The issue is that there are degrees of naiveness. Oliver's view, as I understand it, is that there are at least three positions:

  • Maximally Naive: Buy nice event venues, because we need more places to host events.
  • Moderately Naive: Don't buy nice event venues, because it's more valuable to convince people that we're frugal and humble than it is valuable to host events.
  • Non-Naive: Buy nice event venues, because we need more places to host events, and the value of signaling frugality and humility is in any case lower than the value of signaling that we're willing to do weird and unpopular things when the first-order effects are clearly positive. Indeed, trying to look frugal here may even cause more harm than benefit, since:
    • (a) it nudges EA toward being a home for empty virtue-signalers instead of people trying to actually help others, and
    • (b) it nudges EA toward being a home for manipulative people who are obsessed with controlling others' perceptions of EA, as opposed to EA being a home for honest, open, and cooperative souls who prize doing good and causing others to have accurate models over having a good reputation.

Optimizing too hard for reputation can get you into hot water, because you've hit the sour spot of being too naive to recognize that many others can see what you're doing and discount your signals accordingly, but not naive enough to just blithely do the obvious right thing without overthinking it.

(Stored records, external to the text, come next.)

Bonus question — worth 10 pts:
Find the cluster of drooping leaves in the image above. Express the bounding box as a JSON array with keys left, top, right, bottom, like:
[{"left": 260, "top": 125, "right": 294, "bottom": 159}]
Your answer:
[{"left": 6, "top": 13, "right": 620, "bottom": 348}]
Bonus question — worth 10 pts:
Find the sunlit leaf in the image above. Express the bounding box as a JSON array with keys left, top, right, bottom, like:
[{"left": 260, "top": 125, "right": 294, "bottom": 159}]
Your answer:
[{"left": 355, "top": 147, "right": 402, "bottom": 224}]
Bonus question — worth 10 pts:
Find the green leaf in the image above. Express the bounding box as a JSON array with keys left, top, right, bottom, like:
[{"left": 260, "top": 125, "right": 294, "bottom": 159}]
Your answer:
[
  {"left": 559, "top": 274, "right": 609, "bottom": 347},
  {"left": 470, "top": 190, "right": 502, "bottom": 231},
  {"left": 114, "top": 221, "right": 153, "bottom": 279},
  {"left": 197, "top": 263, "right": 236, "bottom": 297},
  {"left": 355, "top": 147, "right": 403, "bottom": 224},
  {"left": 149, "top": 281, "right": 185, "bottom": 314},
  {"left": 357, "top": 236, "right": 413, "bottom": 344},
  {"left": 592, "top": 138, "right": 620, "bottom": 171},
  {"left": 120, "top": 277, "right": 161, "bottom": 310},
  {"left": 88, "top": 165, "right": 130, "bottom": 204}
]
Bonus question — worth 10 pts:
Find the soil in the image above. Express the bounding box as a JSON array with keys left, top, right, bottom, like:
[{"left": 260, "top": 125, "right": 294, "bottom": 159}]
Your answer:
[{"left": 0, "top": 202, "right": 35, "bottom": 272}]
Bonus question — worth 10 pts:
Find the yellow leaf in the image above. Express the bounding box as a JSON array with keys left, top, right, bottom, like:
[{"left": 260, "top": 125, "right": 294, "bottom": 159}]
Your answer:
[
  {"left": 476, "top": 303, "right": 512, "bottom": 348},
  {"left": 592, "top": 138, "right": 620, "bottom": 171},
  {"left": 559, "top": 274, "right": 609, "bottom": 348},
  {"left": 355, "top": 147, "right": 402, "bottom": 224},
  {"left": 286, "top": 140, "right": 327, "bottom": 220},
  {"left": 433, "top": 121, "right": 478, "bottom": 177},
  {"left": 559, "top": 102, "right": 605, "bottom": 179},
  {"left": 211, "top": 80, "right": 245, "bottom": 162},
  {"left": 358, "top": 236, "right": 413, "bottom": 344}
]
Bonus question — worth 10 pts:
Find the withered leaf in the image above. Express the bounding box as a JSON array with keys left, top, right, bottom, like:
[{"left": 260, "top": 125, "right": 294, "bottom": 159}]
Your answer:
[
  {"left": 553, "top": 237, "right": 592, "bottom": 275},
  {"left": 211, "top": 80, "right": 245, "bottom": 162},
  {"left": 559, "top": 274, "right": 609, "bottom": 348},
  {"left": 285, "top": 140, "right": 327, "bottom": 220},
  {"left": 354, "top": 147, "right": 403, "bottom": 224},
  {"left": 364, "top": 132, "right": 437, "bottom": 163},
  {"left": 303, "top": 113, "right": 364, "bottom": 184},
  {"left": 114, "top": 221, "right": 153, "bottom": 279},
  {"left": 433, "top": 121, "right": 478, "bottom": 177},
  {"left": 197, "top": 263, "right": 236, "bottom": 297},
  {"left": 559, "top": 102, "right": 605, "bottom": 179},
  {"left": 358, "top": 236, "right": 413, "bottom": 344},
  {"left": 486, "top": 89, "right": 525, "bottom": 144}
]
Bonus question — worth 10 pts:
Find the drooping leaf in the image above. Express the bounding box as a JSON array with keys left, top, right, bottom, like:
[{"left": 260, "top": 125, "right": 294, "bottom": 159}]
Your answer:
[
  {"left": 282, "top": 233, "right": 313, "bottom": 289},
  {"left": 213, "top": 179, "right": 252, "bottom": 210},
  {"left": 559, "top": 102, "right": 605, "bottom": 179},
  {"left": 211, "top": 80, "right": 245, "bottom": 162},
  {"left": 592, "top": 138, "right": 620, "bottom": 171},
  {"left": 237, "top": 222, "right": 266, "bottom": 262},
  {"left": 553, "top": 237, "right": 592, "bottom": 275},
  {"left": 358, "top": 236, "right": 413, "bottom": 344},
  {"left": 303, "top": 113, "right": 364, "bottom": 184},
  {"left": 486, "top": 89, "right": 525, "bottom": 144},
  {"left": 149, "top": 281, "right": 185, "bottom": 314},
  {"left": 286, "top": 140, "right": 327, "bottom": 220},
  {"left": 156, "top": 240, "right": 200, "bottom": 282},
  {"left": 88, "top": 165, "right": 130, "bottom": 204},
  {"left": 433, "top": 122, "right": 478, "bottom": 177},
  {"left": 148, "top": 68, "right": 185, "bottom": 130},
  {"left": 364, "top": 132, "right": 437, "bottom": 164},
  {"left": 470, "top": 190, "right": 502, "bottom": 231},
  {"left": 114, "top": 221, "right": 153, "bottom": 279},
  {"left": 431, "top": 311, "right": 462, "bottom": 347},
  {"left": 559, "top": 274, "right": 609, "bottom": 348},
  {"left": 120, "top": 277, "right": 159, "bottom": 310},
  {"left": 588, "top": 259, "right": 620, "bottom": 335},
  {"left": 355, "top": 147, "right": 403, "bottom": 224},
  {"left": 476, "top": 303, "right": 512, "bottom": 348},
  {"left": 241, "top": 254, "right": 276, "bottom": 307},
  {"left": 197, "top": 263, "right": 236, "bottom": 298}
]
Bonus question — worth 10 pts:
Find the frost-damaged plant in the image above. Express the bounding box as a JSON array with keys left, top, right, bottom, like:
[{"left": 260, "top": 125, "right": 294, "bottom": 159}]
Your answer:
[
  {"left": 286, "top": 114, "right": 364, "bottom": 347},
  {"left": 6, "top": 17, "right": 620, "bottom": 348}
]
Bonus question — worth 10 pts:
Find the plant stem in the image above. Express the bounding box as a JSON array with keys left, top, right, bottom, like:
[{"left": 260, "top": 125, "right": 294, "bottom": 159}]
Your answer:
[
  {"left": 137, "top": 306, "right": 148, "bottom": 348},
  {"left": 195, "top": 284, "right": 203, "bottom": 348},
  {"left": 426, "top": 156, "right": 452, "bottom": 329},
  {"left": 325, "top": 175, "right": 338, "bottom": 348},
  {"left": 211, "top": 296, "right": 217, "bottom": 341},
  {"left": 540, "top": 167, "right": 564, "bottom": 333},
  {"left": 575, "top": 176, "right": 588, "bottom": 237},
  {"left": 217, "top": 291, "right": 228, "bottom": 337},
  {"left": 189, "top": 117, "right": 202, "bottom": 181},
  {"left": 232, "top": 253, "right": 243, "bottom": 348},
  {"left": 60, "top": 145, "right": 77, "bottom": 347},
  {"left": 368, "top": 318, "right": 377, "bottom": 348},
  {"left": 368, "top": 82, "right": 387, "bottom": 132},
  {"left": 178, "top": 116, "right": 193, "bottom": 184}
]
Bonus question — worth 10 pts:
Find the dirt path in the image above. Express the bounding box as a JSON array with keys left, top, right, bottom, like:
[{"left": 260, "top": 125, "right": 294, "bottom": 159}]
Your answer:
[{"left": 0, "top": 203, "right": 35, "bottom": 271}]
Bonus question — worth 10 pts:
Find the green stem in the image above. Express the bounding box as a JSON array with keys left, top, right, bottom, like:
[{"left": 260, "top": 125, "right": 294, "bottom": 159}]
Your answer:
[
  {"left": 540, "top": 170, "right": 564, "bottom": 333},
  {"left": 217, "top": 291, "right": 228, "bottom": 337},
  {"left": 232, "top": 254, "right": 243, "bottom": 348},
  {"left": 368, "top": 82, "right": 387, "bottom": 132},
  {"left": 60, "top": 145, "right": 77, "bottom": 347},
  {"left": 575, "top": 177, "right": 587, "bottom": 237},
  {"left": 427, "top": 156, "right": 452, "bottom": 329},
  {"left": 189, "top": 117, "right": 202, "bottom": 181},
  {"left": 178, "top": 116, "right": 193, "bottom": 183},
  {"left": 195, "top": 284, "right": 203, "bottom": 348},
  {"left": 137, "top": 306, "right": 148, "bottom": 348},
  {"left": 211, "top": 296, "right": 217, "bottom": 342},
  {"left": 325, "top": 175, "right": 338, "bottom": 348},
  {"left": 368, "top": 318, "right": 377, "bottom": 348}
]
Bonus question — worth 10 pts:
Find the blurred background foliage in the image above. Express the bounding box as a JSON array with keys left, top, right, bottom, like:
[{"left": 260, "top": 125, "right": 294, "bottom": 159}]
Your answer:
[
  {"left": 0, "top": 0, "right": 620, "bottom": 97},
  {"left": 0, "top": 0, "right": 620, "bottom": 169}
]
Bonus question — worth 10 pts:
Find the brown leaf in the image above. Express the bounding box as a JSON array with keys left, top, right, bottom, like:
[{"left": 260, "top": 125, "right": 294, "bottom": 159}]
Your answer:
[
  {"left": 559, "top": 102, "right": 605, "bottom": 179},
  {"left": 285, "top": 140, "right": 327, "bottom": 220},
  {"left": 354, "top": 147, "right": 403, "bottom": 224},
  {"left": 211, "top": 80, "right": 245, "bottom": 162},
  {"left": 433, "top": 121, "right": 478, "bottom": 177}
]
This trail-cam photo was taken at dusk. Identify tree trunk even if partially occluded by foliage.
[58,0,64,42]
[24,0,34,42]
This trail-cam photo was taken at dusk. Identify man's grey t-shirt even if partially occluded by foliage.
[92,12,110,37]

There are obviously cases where reputation matters for impact, but many people fall into the trap of fixating on reputation when they lack the skill to take into account enough higher-order effects.

(Of course, the above isn't the only reason people might disagree on the utility of event venues. If you think EA is mainly bottlenecked on research and ideas, then you'll want to gather people together to solve problems and share their thoughts. If you instead think EA's big bottleneck is that we aren't drawing in enough people to donate to GiveWell top charities, then you should think events are a lot less useful, unless maybe it's a very large event targeted at drawing in new people to donate.)